Researchers from the University of Nebraska and the Texas Biomedical Research Institute first brought up the possibility that CBD could help, in a peer-reviewed article in the journal Brain, Behavior, and Immunity, based on previous studies of the chemical. But since then other studies have added evidence to the theory.

One peer-reviewed animal study from Augusta University in Georgia, aimed at investigating CBD’s potential for COVID-19, found that CBD was able to calm cytokine storms in mice that were in respiratory distress, and even reverse some of the damage left in the lungs from the cytokine storm.

Two Israeli cannabis R&D companies, Eybna and CannaSoul Analytics performed a study investigating the same question. They studied the effects of both CBD and anti-inflammatory terpenes (a class of chemicals found in cannabis). Using a cell model of cytokine storms, they found both were able significantly reduce cytokines. In fact, both CBD and terpenes outperformed dexamethasone, a steroid recently deemed effective for reducing COVID-19 mortality for patients on ventilators.

These studies give researchers hope that CBD could be an effective way to treat severe cases of COVID-19. Still, there is much research left to do. “Whether the anti-inflammatory properties of CBD or THC have an impact in damping down a hyperimmune response (cytokine storm) to SARS-CoV-2 (the coronavirus) is entirely hypothetical,” says Tashkin.

While most research has been positive, one recent study has given some cause for concern as well. Researchers at the University of Western Australia looked at two groups of cannabis consumers in the U.S. — those who used cannabis daily and those who had used cannabis in the last month — comparing the data with those who had contracted COVID-19. After adjusting for other factors like international travel, ethnicity, income, population, population density and drug use, the researchers found that both groups of cannabis users in the U.S. were more likely to have contracted COVID-19.

The authors argue that this study shows that cannabis is a risk factor for COVID-19. But others, such as Dr. Peter Grinspoon, a cannabis expert who teaches at Harvard Medical School, says the study doesn’t tell us much. There are many factors that could cause the correlation between cannabis and COVID-19 other than direct causation — and the study has yet to be peer reviewed.

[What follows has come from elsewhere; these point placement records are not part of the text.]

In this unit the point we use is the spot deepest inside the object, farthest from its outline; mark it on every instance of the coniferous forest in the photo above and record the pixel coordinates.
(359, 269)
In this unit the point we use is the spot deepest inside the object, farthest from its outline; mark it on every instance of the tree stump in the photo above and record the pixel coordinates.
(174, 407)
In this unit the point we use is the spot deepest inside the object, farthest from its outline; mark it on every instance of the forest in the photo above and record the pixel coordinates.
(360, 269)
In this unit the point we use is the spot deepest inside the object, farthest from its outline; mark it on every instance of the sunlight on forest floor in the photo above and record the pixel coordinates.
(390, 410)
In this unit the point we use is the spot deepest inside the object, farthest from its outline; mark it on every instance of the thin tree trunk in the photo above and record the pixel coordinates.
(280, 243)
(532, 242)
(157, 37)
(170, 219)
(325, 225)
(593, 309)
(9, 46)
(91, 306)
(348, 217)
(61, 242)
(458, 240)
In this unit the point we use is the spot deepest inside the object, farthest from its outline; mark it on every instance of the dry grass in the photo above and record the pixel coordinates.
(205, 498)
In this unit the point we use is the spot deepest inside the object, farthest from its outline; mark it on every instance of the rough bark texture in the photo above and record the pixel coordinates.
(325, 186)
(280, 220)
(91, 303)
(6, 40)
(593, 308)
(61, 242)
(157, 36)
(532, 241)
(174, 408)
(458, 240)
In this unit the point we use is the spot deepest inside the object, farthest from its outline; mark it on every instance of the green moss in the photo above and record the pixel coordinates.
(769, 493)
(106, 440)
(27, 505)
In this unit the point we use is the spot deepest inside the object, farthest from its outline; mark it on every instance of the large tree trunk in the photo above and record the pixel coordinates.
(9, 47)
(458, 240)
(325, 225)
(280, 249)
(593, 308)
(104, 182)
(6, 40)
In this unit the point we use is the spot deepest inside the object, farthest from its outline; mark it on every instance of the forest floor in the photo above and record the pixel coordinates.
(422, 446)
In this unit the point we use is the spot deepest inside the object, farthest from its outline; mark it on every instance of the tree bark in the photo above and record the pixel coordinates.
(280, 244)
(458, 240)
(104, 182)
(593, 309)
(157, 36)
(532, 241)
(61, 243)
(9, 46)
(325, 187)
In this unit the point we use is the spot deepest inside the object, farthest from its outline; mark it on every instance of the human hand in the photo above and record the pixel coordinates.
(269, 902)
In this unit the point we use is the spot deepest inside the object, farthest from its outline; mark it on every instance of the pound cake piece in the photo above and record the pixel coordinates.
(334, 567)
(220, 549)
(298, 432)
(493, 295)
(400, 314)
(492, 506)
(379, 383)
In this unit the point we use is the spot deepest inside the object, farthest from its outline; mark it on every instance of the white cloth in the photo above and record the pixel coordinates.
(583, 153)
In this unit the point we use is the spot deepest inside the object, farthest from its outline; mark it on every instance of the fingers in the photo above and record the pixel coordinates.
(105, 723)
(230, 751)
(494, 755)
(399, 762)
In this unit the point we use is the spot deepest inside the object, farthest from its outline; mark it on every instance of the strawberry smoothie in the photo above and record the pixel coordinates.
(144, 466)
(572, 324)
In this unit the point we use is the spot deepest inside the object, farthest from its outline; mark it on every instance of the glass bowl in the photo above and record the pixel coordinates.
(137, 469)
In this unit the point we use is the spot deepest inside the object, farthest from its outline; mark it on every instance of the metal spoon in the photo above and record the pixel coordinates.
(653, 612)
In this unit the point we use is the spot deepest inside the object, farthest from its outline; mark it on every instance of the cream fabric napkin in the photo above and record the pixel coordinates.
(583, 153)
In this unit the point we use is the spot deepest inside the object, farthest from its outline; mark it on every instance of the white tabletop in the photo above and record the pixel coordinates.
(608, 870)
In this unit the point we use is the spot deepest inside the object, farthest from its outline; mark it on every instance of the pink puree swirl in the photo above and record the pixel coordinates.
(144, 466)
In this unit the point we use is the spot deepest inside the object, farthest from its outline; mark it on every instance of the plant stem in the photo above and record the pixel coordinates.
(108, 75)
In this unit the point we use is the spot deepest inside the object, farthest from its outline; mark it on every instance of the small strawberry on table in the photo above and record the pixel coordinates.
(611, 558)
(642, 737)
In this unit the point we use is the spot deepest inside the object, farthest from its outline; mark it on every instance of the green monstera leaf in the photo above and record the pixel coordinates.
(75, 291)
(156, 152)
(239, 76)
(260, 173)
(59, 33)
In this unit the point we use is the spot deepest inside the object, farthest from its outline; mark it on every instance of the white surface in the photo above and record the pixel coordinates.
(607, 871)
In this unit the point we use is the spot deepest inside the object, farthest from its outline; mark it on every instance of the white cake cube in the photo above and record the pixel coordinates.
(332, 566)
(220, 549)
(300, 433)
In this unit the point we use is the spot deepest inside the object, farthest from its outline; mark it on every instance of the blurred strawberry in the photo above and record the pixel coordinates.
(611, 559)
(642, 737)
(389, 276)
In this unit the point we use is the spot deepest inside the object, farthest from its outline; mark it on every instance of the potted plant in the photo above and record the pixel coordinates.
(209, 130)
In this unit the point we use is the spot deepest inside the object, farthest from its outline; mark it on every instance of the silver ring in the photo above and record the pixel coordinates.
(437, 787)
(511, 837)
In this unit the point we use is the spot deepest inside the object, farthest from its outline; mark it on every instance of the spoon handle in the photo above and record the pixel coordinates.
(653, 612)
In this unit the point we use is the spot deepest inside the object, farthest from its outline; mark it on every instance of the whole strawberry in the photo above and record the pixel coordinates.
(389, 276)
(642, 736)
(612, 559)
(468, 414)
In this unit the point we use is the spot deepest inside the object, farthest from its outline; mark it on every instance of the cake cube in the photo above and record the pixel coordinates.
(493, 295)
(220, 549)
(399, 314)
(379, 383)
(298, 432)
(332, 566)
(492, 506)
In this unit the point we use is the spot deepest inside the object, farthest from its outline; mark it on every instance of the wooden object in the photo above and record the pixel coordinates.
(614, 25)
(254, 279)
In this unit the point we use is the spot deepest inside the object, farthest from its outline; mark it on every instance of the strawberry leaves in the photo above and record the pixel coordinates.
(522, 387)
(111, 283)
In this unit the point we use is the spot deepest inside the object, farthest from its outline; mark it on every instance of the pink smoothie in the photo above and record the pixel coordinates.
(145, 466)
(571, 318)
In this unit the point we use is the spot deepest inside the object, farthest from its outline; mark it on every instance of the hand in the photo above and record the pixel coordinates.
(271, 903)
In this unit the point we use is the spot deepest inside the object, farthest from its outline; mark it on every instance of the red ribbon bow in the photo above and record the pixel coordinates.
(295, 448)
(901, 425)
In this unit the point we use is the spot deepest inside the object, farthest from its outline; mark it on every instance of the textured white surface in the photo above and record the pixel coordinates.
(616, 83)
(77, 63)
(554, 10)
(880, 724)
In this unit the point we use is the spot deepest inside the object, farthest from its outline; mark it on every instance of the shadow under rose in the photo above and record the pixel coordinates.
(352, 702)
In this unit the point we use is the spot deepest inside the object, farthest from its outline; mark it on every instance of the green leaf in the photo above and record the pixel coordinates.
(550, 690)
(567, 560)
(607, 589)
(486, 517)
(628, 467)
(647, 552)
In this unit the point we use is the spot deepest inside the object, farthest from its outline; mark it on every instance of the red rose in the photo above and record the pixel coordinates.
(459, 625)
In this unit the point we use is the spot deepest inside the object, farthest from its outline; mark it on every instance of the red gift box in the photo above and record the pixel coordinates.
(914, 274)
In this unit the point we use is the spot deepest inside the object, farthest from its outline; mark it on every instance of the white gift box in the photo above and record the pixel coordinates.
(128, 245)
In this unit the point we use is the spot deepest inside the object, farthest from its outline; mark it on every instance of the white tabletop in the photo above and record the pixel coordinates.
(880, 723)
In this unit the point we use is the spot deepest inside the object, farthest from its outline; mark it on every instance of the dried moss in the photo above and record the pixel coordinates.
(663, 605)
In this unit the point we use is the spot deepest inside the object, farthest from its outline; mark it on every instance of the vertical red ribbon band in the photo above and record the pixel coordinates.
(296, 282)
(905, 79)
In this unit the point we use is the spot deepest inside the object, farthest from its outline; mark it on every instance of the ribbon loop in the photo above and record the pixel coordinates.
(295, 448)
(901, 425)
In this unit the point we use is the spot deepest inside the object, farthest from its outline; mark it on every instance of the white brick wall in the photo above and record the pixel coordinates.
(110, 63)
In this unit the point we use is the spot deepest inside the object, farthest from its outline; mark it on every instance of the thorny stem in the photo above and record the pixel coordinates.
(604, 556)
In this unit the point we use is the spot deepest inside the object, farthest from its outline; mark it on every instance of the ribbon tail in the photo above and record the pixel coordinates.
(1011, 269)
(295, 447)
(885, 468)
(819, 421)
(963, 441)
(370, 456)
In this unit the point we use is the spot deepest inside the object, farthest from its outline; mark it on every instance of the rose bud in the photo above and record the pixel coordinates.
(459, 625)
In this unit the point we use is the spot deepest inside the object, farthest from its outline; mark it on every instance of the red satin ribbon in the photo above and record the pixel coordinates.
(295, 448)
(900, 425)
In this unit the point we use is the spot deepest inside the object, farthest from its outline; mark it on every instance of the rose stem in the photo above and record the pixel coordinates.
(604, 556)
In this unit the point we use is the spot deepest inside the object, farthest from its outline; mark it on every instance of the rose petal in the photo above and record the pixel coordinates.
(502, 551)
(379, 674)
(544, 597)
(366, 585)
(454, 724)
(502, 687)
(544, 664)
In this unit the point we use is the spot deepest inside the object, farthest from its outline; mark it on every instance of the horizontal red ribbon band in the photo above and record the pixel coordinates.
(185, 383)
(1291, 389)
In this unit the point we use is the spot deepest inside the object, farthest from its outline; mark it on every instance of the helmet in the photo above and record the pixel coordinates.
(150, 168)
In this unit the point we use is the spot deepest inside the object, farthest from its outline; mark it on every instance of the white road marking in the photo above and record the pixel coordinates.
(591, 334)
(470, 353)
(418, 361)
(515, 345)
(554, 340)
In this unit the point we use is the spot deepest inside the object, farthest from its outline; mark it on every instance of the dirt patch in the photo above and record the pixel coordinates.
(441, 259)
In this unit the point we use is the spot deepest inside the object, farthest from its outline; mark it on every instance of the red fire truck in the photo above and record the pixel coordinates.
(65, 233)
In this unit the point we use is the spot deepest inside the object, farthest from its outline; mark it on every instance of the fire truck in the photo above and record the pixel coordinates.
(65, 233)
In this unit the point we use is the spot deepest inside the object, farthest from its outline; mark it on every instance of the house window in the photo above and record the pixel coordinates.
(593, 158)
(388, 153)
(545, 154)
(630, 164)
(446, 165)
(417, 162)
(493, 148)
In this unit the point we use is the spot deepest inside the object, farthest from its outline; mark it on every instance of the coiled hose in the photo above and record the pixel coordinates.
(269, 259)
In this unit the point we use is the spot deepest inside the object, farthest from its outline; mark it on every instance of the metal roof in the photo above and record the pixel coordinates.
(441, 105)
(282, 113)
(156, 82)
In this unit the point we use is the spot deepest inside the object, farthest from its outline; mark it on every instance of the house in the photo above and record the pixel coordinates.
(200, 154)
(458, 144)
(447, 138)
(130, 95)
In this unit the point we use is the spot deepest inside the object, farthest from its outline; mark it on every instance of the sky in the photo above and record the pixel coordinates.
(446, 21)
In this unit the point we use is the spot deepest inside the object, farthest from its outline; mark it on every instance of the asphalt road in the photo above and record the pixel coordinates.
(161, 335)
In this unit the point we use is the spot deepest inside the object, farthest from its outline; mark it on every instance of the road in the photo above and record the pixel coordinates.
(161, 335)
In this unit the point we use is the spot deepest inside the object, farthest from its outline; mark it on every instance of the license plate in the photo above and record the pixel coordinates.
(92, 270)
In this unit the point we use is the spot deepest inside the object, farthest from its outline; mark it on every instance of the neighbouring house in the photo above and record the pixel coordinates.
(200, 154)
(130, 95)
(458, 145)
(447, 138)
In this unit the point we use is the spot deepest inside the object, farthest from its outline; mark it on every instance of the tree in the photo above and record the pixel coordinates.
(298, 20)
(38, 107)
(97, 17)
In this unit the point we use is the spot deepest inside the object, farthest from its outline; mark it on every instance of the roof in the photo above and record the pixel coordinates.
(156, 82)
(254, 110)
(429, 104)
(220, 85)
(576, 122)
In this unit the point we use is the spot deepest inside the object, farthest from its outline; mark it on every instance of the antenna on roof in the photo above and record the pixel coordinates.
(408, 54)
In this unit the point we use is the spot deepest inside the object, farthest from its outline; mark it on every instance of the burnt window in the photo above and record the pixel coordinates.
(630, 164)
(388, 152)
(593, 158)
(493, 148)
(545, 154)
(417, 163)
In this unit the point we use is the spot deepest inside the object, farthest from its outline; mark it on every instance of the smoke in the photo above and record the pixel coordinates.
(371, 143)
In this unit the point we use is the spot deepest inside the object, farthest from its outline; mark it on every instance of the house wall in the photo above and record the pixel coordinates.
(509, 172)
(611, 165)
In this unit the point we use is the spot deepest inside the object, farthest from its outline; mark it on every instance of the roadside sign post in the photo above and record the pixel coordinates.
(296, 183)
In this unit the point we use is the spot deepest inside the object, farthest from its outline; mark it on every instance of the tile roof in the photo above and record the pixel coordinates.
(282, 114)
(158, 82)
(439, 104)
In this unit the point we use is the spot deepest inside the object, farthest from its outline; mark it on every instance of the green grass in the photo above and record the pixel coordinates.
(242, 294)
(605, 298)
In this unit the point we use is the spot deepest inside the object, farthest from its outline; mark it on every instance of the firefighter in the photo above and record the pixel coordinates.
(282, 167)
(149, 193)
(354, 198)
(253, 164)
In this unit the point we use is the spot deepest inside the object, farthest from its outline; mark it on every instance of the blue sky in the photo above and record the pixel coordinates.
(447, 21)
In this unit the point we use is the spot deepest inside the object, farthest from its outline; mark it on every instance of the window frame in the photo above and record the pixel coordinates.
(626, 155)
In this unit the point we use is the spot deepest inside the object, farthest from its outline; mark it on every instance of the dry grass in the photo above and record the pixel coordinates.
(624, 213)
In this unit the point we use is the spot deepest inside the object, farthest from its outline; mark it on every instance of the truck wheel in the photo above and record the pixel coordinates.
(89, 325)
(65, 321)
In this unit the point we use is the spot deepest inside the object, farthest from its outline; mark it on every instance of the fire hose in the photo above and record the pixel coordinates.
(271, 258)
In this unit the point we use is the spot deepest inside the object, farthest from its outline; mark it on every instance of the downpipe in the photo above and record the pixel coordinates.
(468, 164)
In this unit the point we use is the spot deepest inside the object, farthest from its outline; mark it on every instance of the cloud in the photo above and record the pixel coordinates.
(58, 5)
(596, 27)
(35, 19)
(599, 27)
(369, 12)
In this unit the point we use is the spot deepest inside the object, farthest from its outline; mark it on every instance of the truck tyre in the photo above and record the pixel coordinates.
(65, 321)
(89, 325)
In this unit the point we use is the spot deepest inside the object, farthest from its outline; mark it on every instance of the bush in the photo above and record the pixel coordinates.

Grinspoon says that there are some reasons why cannabis might be a risk factor when used in mild cases of COVID-19 — even if it could help with cytokine storms.

“If you get a severe case … it’s your system going haywire and you need immunosuppressants,” Grinspoon says. But in the first part of the disease “you need to mount an immune response to fight off the virus.” The same cytokine inhibition that helps fight off cytokine storms could also harmfully reduce immune function early in the infection.

Grinspoon and Lucido agree that this risk factor hasn’t been well established.

Cannabis smoking may also pose a special risk. Studies on smoking tobacco suggest it can increase risk, so experts like Tashkin are urging patients to reduce any smoking when possible.

“I don’t believe that we have the data to answer this question as yet,” Tashkin says, but adds that “in the absence of evidence to the contrary, it would be safest to avoid smoking any product during the COVID-19 pandemic.”

While cannabis shows potential to both help and harm in cases of COVID-19, scientists say much more research needs to be conducted before there are conclusive answers.